А теперь, извольте: о красных делах — молчок, правописание старое, да так на ять нажал, что где и не надо ставит, — о Европе даже вспоминать стал: когда же она порядок наведет?.. Уж, верьте мне, примета старая: крысы с корабля бегут — ждать недолго.
— Куда уезжаете на лето, Анна Петровна?
— Никуда. Помилуйте, какой в пансионах отдых? Хозяйки — гадюки, стол — мерзость, жильцы — ломаются… Живешь, как под стеклянным колпаком… Сплетни, флирт, спирт, дорого, неуютно!.. Впрочем, что я вам расписываю. Вы ведь сами пансион терпеть не можете.
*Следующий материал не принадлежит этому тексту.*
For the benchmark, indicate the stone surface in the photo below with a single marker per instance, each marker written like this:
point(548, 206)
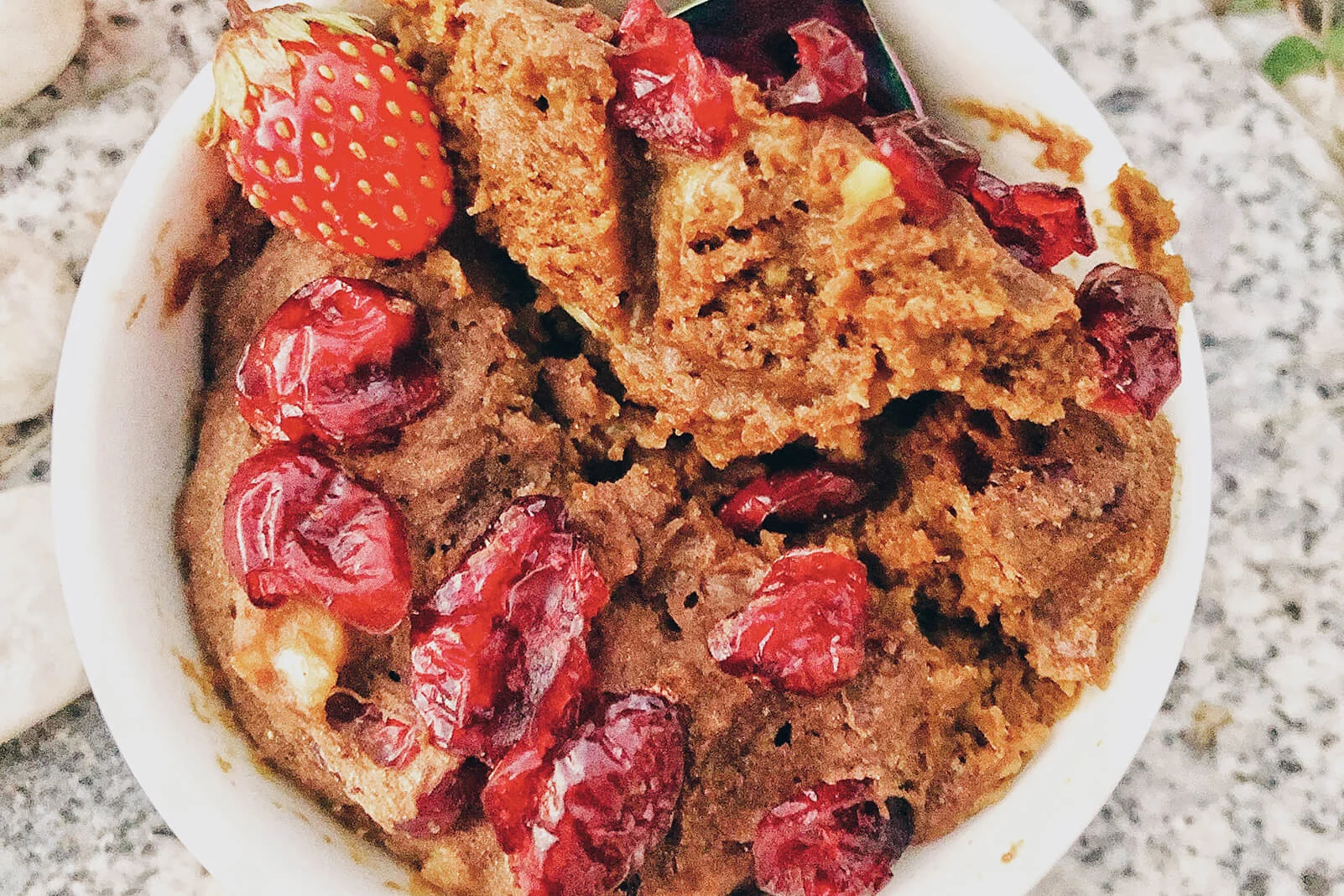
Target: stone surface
point(1239, 788)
— Нет, почему же. Бывают образцовые пансионы, очень образцовые. С хорошим обществом, с интеллигентной хозяйкой, со столом исключительно на сливочном масле, с культурным флиртом, с бриджем… Как же можно так огулом критиковать?
— Да? Странно, как меняются взгляды. Где же вы такое чудо нашли?
— Я… не нашла. Я, видите ли, сама пансион открываю.
— Господи, сколько у вас пакетов!
— Чай!
— Да у вас тут кило пять… Куда вам столько?
— И еще столько закуплю! Что вы с луны свалились?! Ведь в Китае же революция…
— А ну-ка, Павел Иванович, угадайте, откуда это:
«Верно, что сыграв миллионы ролей, одна трудней другой, я уже стану близко в Кормилу Режиссуры, пока искушенный в мастерстве вселенской игры, не сопричащусь Режиссерской Власти, соединившись навеки ипостасью Театрарха в одно неразрывно достойное Целое…»
— Ну и загнул! Судя по языку, наш бывший штабной писарь, Иван Опопонаксов, писал.